In reviewing the source code, the Report LUNs CDB gets routed to the
SntiTranslateReportLuns() function.  The code retrieves information about the command as you see here:

    pResponseBuffer = (PUCHAR)GET_DATA_BUFFER(pSrb);
    allocLength = GET_REPORT_LUNS_ALLOC_LENGTH(pSrb);
    selectReport = GET_U8_FROM_CDB(pSrb, REPORT_LUNS_SELECT_REPORT_OFFSET);

>From our example above, the following values are extracted from the SRB/CDB:

    pResponseBuffer = 0000006C`801D0A50h
    allocLength = 1000h
    selectReport = 00h (i.e.
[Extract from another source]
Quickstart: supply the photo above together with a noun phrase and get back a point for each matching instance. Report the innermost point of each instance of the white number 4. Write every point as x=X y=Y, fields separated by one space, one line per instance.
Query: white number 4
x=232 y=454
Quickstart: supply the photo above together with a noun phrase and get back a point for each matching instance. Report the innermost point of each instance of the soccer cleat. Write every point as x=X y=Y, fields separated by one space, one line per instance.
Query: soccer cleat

RESTRICTED_LUNS_RETURNED)

The following code then gets executed:

    if ((selectReport != ALL_LUNS_RETURNED)            &&
        (selectReport != ALL_WELL_KNOWN_LUNS_RETURNED) &&
        (selectReport != RESTRICTED_LUNS_RETURNED)) {
        <snip>
    } else {
        <snip>
        memset(pResponseBuffer, 0, allocLength);   <<<--- BSOD!?!?!?
        <snip>
    }

Several potential problems are seen in walking through the source code.

Problem #1 - Driver overrunning data buffer

The miniport driver received a 100h byte buffer.  However, because the CDB allocation length was set to 1000h, the miniport driver is going to overflow the buffer and zero out 1000h bytes of data.  At best you're looking at a BSOD.  At worst memory is corrupted.  It's also not checking for a NULL SRB Data buffer pointer or the SRB data direction flags.

Problem #2 - Miniport writing to buffer when it shouldn't

A storage device should only alter the data buffer that has actual data.
For example, if I send down a request with a 256 byte buffer, but the device only returns 16 bytes, the remainder of the buffer (i.e. the tail 240 bytes) should not be altered.  The DataTransferLength field in the SRB would be returned as 16 indicating that only 16 bytes were transferred.

In the sample cited above, the miniport driver is attempting to zero out the entire data buffer passed in when it should only zero out the portion of the data buffer that it will actually return data in (max DataTransferLength).
Not that this is a particularly critical issue but it is worth noting and would make the driver more robust.